AI sees weird things in X-rays
Beer drinkers and bean eaters: Artificial intelligence in medical imaging can produce misleading results. A study shows how AI models derive absurd connections from knee x-rays. The researchers warn clearly.
“This knee, it’s a beer drinker”
When researchers at Dartmouth College fed AI models over 25,000 knee X-rays, they expected insights into orthopedic problems. Instead, the algorithms made amazing “predictions” about beer and fried bean consumption – with seemingly high levels of accuracy.
But how could the models draw such absurd conclusions? The answer lies in so-called “shortcut learning”. The AI systems did not use the medically relevant features, but instead clung to hidden patterns in the data. Completely contrary to the intended purpose, they learned to prioritize subtle differences in X-ray equipment or clinical location markers rather than analyzing actual medical information.
The study, published in Scientific Reports, reveals the pitfalls of AI in medical research. Dr. Peter Schilling, lead author, warns: “These models can detect patterns that humans cannot see, but not all patterns identified are meaningful or reliable.” What’s particularly strange is that the researchers tried to eliminate the distortions, but the AI kept finding new ways to use irrelevant data. Key Features of Shortcut Learning:
- Leveraging dataset artifacts: The model learns to rely on superficial or random patterns in the training data.
- Lack of generalization: The learned “shortcuts” often only work for the specific training data set, but fail with new, unseen data.
- Apparent accuracy: The model can achieve high accuracies on test data without solving the actual problem.
- Difficult to recognize: It is often not obvious to people that the model uses shortcuts because the results initially seem plausible.
Like an alien
Brandon Hill, co-author of the study, published in Nature published compares working with AI to “dealing with an extraterrestrial intelligence.”
“You could say the model is ‘cheating,’ but that humanizes the technology.
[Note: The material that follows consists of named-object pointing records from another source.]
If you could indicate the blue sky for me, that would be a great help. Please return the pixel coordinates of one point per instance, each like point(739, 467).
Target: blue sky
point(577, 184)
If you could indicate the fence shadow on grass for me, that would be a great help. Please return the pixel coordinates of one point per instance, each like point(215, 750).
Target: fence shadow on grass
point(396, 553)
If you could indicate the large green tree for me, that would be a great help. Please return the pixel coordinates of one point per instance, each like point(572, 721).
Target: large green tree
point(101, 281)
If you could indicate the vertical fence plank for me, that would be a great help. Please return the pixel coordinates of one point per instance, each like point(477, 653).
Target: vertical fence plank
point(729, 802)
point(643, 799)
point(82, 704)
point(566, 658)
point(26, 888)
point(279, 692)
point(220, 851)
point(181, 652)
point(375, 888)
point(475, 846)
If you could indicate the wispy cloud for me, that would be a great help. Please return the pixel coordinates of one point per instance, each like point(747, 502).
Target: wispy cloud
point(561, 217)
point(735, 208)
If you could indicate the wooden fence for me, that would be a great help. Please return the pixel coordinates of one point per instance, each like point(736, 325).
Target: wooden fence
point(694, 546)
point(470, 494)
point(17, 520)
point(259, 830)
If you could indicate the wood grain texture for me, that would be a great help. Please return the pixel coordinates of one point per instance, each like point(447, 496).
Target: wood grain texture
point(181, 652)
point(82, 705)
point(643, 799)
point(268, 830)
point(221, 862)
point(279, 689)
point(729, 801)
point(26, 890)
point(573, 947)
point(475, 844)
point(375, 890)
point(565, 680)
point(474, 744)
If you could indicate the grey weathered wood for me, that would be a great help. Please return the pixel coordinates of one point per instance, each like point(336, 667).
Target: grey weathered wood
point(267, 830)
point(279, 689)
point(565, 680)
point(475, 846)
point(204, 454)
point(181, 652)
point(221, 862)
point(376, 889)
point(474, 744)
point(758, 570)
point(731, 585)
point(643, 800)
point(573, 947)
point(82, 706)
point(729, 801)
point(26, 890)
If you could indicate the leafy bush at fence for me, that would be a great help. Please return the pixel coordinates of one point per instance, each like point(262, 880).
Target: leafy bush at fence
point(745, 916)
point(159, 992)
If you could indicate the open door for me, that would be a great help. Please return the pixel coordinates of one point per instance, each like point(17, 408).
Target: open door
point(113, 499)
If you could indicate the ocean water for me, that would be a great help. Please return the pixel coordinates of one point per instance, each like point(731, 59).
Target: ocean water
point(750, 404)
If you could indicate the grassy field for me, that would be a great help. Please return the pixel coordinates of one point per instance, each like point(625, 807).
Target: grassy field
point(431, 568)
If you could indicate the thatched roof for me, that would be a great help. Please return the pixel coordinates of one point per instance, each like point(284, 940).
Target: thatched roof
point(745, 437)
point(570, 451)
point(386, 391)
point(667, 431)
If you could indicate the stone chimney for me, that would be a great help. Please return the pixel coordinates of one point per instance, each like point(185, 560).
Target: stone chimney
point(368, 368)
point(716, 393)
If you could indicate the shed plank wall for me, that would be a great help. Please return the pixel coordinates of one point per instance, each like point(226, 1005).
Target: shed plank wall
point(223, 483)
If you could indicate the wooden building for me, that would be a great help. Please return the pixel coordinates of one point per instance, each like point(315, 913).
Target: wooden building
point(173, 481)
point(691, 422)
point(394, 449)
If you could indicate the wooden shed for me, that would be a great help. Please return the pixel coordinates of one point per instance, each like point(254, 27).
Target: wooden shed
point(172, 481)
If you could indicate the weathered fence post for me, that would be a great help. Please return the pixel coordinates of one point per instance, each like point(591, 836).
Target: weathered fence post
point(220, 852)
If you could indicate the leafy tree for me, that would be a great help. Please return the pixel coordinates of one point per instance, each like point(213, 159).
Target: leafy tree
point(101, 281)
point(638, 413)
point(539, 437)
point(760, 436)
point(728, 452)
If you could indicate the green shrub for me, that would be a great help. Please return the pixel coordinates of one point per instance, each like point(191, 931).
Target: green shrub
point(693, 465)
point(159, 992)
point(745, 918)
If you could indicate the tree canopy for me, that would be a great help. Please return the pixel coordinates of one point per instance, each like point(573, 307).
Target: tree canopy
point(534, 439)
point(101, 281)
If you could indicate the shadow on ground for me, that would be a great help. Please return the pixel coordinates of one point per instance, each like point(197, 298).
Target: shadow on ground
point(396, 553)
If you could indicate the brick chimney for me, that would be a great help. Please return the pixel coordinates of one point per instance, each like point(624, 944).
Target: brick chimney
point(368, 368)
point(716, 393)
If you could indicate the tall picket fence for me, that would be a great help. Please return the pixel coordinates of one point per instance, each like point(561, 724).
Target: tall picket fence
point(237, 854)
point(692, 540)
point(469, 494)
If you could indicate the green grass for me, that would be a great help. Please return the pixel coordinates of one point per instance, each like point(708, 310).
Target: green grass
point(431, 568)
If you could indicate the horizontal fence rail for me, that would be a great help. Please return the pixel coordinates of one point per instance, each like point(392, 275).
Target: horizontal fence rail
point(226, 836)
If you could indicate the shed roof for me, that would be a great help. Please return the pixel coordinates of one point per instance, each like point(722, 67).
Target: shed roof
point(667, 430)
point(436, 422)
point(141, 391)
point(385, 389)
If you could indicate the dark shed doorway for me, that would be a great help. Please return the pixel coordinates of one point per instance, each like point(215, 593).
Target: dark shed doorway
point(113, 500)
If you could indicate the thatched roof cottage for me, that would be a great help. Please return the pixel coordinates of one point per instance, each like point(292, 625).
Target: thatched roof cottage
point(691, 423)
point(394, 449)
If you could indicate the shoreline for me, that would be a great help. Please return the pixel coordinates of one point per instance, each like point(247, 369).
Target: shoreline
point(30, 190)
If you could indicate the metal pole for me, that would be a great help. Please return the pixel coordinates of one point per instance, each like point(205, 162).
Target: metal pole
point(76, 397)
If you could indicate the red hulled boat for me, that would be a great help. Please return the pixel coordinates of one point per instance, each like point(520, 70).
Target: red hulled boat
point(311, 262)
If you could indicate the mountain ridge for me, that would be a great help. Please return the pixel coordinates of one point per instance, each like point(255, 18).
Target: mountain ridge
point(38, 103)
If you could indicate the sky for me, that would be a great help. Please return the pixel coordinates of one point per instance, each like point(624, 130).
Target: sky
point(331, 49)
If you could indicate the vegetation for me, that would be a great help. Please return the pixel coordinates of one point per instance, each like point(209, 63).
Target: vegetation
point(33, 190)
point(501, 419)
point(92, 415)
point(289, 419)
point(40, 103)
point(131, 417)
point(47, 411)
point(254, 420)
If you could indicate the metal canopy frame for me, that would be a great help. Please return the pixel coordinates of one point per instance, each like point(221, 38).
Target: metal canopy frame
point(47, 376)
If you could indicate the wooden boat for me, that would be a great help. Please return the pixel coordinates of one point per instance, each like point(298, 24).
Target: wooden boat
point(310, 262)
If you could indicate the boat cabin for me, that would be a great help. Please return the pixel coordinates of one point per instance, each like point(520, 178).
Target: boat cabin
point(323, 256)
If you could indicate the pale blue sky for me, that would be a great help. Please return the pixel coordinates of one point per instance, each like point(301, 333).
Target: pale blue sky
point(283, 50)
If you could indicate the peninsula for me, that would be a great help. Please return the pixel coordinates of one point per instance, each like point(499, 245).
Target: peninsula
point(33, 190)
It has simply found a way to solve the task given to it – although not in the way a human would. It has neither logic nor reason , at least not in the sense we normally understand it.” Brandon Hill, co-author of the study
The models solve tasks in unexpected ways, far removed from human logic. This finding presents researchers with new challenges: How can they ensure that AI-generated patterns are actually medically relevant? The study highlights the need for rigorous evaluation standards and urges caution when interpreting AI results in medical imaging.